Usage

The unitpackage module allows interacting with collections and entries from specifically designed frictionless Data Packages.

Collection

A collection can be generated from a remote or a local source.

To illustrate the usage of unitpackage, we create a collection from the entries shown on echemdb.org, which are retrieved from the data repository:

from unitpackage.collection import Collection
db = Collection.from_remote()

Type db to highlight the entries within the collection or show the number of entries in the collection with.

len(db)
205

The identifiers can also be returned as a list.

Slice the collection

db.identifiers[0:3]
['alves_2011_electrochemistry_6010_f1a_solid',
 'alves_2011_electrochemistry_6010_f2_red',
 'atkin_2009_afm_13266_f4a_solid']

A new collection from an existing collection can be created from a list of selected identifiers

ids_db = db['engstfeld_2018_polycrystalline_17743_f4b_1','alves_2011_electrochemistry_6010_f1a_solid']
ids_db
[Entry('alves_2011_electrochemistry_6010_f1a_solid'), Entry('engstfeld_2018_polycrystalline_17743_f4b_1')]

a list of indices

ids_db = db[0,1]
ids_db
[Entry('alves_2011_electrochemistry_6010_f1a_solid'), Entry('alves_2011_electrochemistry_6010_f2_red')]

or a slice.

sliced_db = db[:2]
sliced_db
[Entry('alves_2011_electrochemistry_6010_f1a_solid'), Entry('alves_2011_electrochemistry_6010_f2_red')]

You can iterate over these entries

next(iter(db))
Entry('alves_2011_electrochemistry_6010_f1a_solid')

The collection can be filtered for specific descriptors, whereby a new collection is created.

Filter the collection

filtered_db = db.filter(lambda entry: entry.echemdb.experimental.tags == ['BCV','HER'])
len(filtered_db)
3

Alternatively parse a custom filter.

def custom_filter(entry):
    for component in entry.echemdb.system.electrolyte.components:
        if 'ClO4' in component.name:
            return True
    return False

filtered_db = db.filter(custom_filter)
len(filtered_db)
127

Rescaling Units in Collections

The collection.rescale method allows you to rescale the units of all entries within a collection at once. Provide a dict where the key is the field name and the value is the desired unit. Fields that are not present in an entry are silently ignored for that entry.

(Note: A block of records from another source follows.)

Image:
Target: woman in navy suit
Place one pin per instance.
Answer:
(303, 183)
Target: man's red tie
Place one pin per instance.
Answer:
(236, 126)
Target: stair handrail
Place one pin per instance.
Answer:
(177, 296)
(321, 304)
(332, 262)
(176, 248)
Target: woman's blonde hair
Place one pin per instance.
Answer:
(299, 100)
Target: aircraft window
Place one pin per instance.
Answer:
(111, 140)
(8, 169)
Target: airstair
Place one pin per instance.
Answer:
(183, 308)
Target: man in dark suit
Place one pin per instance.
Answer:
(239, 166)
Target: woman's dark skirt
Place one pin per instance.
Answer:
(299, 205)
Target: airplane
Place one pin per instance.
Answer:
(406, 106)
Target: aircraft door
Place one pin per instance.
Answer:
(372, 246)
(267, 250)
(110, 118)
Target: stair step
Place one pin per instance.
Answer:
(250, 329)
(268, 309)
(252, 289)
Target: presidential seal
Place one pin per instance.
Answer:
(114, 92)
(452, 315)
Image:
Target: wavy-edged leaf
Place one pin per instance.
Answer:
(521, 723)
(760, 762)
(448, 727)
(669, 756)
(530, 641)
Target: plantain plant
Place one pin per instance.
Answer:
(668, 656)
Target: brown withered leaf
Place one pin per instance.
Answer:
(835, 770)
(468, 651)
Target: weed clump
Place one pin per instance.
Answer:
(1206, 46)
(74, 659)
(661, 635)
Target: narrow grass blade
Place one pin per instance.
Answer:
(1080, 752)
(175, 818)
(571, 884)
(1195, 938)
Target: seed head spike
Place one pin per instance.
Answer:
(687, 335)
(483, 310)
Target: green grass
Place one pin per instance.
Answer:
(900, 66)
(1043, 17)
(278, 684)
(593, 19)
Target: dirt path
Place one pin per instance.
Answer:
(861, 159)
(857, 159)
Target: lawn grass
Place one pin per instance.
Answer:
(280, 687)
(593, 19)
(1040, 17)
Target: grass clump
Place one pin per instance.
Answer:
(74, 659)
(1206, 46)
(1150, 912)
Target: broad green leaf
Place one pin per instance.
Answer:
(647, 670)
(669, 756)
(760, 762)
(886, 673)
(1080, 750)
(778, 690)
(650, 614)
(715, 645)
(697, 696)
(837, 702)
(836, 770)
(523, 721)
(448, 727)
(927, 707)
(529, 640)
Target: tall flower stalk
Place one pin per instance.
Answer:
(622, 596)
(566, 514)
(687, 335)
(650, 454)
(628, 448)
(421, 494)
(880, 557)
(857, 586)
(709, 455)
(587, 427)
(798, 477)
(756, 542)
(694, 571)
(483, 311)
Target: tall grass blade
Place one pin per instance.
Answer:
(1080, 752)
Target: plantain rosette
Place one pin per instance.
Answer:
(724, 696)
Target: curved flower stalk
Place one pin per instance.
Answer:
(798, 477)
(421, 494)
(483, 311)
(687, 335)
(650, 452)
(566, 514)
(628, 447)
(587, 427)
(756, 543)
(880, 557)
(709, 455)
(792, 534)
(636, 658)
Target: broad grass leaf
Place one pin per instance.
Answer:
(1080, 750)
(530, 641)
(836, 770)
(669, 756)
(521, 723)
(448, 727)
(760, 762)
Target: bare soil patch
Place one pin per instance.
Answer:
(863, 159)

rescaled_db = db.rescale({'E': 'mV', 'j': 'uA / cm2'})
rescaled_db[0].fields
[{'name': 't', 'type': 'number', 'unit': 's'},
 {'name': 'E', 'type': 'number', 'unit': 'mV', 'reference': 'RHE'},
 {'name': 'j', 'type': 'number', 'unit': 'uA / cm2'}]

For more details on rescaling individual entries, see the data section below.

Entry

Each entry consists of descriptors describing the data in the resource of the datapackage. The entry also has additional methods for descriptor representation, data manipulation, and data visualization.

Entries can be selected by their identifier from a collection. For our example database, such identifiers can directly be inferred from echemdb.org/cv for each entry.

entry = db['engstfeld_2018_polycrystalline_17743_f4b_1']
entry
Entry('engstfeld_2018_polycrystalline_17743_f4b_1')

Entries can also be created from their position in the db.

entry_pos = db[0]
entry_pos
Entry('alves_2011_electrochemistry_6010_f1a_solid')

Other approaches to create entries from CSV or pandas dataframes directly are described here.

Metadata

The metadata associated with a unitpackage entry is accessible via entry.metadata. From an entry such information can be retrieved by entry['key'], where key is the respective top-level descriptor in the metadata. Nested descriptors can be accessed with chained bracket or attribute-style access.

entry = db['engstfeld_2018_polycrystalline_17743_f4b_1']
entry['echemdb']['source']['citationKey']
'engstfeld_2018_polycrystalline_17743'
entry.echemdb.source.citationKey
'engstfeld_2018_polycrystalline_17743'

entry.metadata provides a full list of available descriptors. See Creating Unitpackages for details on how to load and modify metadata.

Units and values

Entries containing both a unit and a value are returned as astropy units or quantities.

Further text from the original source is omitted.